The diversity analysis of the samples was studied using Alpha diversity and Beta diversity analysis of OTUs.

Alpha diversity

In alpha diversity analysis, the following indices were calculated

Rarefaction Curves (prepared using QIIME2 Software) and Rank Abundance Curves (prepared using QIIME1 software) were performed to examine the species richness and evenness within a single microbial community of each sample.

Beta diversity

Beta diversity analysis was done to observe the similarity of the community structure among different samples. Following Beta diversity indices were calculated (using QIIME2 Software).

  • Unweighted UniFrac distance matrix

  • Weighted UniFrac distance matrix

  • Bray–Curtis distance matrix

  • Jaccard distance matrix

Then Multidimensional Scaling (MDS) analysis was performed. In MDS, Principle Coordinate Analysis (PCoA) is the classical one to examine the similarities and dissimilarities between the samples (Ramette 2007).

Results

Sequence data analysis

The metagenomics sequences of three samples from three sacred groves were deposited at Sequence Read Archive (SRA of National Centre for Biotechnology Information, NCBI) with Bio project number (PRJNA881851) and the Bio-sample accession numbers SAMN30917060, SAMN30917061, SAMN30917062 (Table 1).

Table 1.

Minimal information about metagenomics sequence” (MIMS) for the NGS sequence data submitted to the SRA database of GenBank in NCBI for Soil of Sacred Groves

Structured comment name
Submitted to Sequence Read Archive (SRA), Accession number: SAMN30917060 Sequence Read Archive (SRA), Accession number: SAMN30917061 Sequence Read Archive (SRA), Accession number: SAMN30917062
Sample name ISG (S1) KSG (S2) PSG (S3)
Project name Metagenomics study of soil fungi from Iringole sacred grove Metagenomics study of soil fungi from Kollakal Thapovanam sacred grove Metagenomics study of soil fungi from Poyilkavu sacred grove
Investigation type Diversity of soil fungi from Iringole Sacred grove Diversity of soil fungi from Kollakal Thapovanam Sacred grove Diversity of soil fungi from Poyilakvu Sacred grove
Environment type Iringole Sacred grove, Ernakulam, Kerala Kollakal Thapovanam Sacred grove, Alappuzha, Kerala Poyilakavu Sacred grove, Kozhikode, Kerala
Geographical location name India India India
Collection date 10–04-2022 17–04-2022 07–05-2022
Latitude and Longitude 10°06′ 32.71ʺ N 76°30′ 01.44ʺ E

9°11′ 05.19″ N

76°27′ 41.30ʺ E

11°24ʹ31.49ʺ N 75°42ʹ49.37ʺ E
Elevation 37 m 2 m 5 m
Material Soil Soil Soil
Depth 0 to 10 cm 0 to 10 cm 0 to 10 cm
Organism Soil fungi Soil fungi Soil fungi
Biome Sacred grove Sacred grove Sacred grove
Material Soil Soil Soil
Sequencing Method Illumina MiSeq Illumina MiSeq Illumina MiSeq
Library Strategy ITS 124 Amplicon ITS 124 Amplicon ITS 124 Amplicon

A total of 110,426, 283,208 and 192,866 reads were obtained from the soil samples taken from Iringole kavu, Kollakal Thapovanam and Poyilkavu respectively.

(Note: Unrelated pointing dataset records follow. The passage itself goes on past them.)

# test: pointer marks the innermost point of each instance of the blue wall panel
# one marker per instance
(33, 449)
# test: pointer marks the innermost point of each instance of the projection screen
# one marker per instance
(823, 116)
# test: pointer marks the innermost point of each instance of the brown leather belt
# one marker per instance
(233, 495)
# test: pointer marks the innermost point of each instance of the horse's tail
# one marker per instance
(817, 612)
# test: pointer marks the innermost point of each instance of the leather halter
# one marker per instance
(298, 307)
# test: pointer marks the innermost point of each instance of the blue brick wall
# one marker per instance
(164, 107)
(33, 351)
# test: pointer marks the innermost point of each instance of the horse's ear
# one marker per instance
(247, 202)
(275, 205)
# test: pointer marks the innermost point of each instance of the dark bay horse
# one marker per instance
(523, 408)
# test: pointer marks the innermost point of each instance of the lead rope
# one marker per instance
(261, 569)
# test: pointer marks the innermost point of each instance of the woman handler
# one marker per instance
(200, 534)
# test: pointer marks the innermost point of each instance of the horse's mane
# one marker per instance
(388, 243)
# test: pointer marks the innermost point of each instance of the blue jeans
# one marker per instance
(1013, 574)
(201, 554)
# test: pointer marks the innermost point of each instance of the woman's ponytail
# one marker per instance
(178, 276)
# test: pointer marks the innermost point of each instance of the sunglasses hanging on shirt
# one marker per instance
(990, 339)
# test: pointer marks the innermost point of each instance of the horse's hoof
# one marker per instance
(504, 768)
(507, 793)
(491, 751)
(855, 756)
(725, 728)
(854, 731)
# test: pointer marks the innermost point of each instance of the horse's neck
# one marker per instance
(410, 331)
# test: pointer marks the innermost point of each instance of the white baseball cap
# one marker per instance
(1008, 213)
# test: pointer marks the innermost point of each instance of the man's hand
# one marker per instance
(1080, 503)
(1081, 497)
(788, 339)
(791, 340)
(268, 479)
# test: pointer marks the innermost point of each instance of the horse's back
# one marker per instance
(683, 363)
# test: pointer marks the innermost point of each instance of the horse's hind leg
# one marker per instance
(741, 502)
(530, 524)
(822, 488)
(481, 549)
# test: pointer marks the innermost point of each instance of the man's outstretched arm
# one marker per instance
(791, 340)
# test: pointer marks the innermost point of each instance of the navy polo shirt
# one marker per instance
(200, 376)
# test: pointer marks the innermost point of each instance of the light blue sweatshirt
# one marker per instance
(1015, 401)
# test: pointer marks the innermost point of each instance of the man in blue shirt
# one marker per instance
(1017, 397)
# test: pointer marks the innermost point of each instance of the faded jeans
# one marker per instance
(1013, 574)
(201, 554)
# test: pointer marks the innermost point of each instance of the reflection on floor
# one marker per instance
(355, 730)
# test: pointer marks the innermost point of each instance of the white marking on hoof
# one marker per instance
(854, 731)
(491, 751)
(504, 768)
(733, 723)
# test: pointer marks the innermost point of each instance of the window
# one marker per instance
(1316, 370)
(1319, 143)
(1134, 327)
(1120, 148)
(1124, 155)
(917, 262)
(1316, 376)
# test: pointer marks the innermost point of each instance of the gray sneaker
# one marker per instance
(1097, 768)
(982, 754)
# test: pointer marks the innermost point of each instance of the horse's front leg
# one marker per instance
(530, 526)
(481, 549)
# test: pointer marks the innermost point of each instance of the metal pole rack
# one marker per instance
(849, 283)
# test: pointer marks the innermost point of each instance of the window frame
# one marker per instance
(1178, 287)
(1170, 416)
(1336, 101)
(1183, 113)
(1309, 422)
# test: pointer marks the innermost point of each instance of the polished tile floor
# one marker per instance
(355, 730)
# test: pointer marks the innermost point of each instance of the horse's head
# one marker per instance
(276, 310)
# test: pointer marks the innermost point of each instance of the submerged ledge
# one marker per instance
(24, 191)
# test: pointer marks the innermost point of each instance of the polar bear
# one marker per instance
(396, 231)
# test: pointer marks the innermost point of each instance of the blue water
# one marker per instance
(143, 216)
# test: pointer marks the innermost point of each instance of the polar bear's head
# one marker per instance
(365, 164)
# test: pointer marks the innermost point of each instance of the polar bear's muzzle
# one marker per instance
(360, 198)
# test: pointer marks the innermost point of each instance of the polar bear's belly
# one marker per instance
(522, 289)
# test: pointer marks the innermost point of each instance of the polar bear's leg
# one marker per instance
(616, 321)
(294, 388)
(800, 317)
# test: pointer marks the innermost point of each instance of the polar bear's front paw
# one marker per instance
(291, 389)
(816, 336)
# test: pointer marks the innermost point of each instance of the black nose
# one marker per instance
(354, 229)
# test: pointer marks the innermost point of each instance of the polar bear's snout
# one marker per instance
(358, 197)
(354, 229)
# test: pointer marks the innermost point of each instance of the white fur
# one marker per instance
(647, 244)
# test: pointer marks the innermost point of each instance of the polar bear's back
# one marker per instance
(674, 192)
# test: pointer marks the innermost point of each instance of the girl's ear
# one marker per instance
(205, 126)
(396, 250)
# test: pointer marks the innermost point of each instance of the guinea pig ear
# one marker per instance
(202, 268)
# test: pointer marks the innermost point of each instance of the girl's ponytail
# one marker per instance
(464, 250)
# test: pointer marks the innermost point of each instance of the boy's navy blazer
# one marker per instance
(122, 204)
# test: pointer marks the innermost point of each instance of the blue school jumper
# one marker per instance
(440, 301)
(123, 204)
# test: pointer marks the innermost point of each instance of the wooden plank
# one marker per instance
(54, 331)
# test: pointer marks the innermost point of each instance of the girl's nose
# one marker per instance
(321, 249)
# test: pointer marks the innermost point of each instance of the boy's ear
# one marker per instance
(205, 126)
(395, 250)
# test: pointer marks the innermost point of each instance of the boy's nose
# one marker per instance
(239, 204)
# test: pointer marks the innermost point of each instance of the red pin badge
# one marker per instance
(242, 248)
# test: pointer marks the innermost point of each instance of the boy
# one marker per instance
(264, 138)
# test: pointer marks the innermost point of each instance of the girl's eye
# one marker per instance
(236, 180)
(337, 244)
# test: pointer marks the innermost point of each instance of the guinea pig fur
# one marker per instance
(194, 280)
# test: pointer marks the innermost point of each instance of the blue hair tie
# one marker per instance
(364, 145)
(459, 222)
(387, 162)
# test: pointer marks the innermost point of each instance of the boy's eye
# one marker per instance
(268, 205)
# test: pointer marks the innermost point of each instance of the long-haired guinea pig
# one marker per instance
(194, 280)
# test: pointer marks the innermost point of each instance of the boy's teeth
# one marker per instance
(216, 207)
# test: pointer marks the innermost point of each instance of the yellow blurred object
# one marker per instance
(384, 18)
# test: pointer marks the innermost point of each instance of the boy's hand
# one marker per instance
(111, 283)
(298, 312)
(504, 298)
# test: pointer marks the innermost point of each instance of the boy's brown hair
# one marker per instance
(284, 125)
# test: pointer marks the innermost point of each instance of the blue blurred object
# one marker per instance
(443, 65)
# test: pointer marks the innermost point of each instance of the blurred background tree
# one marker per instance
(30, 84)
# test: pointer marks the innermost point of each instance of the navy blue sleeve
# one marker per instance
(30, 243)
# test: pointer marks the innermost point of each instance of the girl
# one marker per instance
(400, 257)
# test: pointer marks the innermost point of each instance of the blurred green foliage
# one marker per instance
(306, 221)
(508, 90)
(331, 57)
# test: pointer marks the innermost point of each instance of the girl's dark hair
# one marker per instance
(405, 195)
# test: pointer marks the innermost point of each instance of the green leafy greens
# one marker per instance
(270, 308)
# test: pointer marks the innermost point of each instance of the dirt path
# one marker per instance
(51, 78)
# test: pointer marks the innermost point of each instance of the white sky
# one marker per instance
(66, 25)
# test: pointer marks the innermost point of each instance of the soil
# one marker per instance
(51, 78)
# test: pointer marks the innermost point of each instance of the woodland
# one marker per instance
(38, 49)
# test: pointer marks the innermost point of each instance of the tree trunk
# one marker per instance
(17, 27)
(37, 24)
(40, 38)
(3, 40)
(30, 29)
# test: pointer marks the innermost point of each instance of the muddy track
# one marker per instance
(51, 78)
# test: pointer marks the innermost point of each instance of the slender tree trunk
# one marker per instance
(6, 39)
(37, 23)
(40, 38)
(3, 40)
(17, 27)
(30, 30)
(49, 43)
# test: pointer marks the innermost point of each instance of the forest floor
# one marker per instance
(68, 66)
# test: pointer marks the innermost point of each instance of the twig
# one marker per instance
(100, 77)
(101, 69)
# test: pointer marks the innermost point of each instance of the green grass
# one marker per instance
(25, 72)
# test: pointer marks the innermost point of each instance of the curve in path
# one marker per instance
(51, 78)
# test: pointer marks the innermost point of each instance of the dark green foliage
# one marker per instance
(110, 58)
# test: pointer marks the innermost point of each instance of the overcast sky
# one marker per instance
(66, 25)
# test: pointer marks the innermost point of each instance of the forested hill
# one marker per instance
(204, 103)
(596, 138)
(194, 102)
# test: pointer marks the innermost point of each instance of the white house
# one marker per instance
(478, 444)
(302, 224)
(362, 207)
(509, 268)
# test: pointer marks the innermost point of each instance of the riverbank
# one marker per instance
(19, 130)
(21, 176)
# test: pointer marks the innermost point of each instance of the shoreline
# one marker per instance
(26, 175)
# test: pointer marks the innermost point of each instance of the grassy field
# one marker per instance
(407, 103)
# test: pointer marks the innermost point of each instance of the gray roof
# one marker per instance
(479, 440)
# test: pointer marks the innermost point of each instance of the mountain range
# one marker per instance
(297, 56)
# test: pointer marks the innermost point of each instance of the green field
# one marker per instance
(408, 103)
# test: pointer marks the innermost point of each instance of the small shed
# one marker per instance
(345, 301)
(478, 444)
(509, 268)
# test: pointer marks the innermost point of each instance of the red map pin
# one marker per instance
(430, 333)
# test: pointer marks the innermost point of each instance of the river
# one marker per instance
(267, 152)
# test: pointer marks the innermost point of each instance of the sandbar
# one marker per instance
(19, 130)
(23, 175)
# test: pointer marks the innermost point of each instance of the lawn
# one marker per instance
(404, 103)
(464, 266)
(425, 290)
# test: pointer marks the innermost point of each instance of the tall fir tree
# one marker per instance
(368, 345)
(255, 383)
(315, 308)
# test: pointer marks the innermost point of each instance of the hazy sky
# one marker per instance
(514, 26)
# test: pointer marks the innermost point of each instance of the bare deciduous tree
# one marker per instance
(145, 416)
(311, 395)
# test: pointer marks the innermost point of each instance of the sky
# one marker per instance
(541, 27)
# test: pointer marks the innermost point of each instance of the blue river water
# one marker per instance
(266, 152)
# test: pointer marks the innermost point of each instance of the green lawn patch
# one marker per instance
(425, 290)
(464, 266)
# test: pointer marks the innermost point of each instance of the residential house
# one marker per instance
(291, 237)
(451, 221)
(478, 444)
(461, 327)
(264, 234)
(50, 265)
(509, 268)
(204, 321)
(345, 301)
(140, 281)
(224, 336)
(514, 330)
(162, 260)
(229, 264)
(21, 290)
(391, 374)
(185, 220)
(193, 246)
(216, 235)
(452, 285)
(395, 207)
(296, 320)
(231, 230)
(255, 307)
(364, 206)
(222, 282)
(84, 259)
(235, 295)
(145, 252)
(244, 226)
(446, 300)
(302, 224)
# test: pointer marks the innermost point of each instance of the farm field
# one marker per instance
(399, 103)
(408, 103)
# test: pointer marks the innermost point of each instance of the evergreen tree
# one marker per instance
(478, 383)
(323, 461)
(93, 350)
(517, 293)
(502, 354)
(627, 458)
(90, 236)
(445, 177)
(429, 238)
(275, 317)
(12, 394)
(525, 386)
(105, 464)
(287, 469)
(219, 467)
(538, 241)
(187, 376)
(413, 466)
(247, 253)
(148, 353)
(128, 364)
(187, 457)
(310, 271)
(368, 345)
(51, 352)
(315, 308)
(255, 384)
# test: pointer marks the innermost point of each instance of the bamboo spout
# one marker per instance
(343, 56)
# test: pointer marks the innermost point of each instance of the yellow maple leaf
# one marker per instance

Among these, 55,213 reads were paired-end reads in S1, while 141,604 and 96,433 reads were paired-end reads in S2 and S3, respectively. These paired-end reads are in the format of FASTq files with file names S1_R1.fastq.gz, S2_R1.fastq.gz, and S3_R1.fastq.gz, and are 250 bp in length. The average GC% for S1, S2, and S3 were 58.55%, 58.56%, and 58.68%, respectively. All fastq files were imported into the QIIME2 software for further analysis. The "Dada2" method was utilized to denoise the sequences and to better discriminate between true sequence diversity and sequencing errors. The summary of the denoising statistics is given in Table 2.

Table 2.

Summary of denoising statistics

Input Filtered Input passed filter % Denoised Merged Input merged % Non-chimeric Input non-chimeric %
S1 55,213 45,126 81.73 44,365 30,854 55.88 30,854 55.88
S2 1,41,604 1,18,948 84 1,17,804 78,365 55.34 78,323 55.31
S3 96,433 85,634 88.8 84,740 55,640 57.7 55,640 57.7

After the paired-end reads were denoised, we obtained a total of 30,854 reads for S1, 78,323 reads for S2, and 55,640 reads for S3. These reads were then clustered into Operational Taxonomic Units (OTUs) using a classifier model trained on UNITE version 8. Once the OTUs were identified, they were classified into Phylum, Class, Order, Family, Genus, and Species for each sample (Fig. 1).

Fig. 1.

Fig. 1

The chart representing the number of OTUs obtained at each classification level for samples S1 (Iringole kavu), S2 (Kollakal Thapovanam) and S3 (Poyilkavu)

Taxonomy analysis

The taxonomic hierarchy of OTU was analysed using a Krona plot (Figs. 2, 3, 4). The categories Kingdom, Phylum, Order, Class, Family and Genus were selected. Less abundant and unresolved taxa, grouped as unidentified, were listed outside the chart with their relative abundance. The Krona plot revealed that Ascomycota is the most abundant phylum in all the three sacred groves, accounting for about 97%, 98% and 96% of the total OTU of S1, S2, and S3, respectively. Other phyla observed were Mortierellomycota, Basidiomycota, Chytridiomycota, and Rozellomycota. The composition and abundance distributions at the six levels of classification of each sample were obtained and were given in (Figs. 5, 6).

Fig. 2.

Fig. 2

Krona plot showing the taxonomic hierarchy of OTU from soil sample of Iringole sacred grove (S1)

Fig. 3.

Fig. 3

Krona plot showing the taxonomic hierarchy of OTU from soil sample of Kollakal Thapovanam sacred grove (S2)

Fig. 4.

Fig. 4

Krona plot showing the taxonomic hierarchy of OTU from soil sample of Poyilkavu sacred grove (S3)

Fig. 5.

Fig. 5

Taxonomic composition and abundance distribution of OTU at Phylum, Class and Order levels for samples S1 (Iringole kavu), S2 (Kollakal Thapovanam) and S3 (Poyilkavu)

Fig. 6.

Fig. 6

Taxonomic composition and abundance distribution of OTU at Family, Genus and Species levels for samples S1 (Iringole kavu), S2 (Kollakal Thapovanam) and S3 (Poyilkavu)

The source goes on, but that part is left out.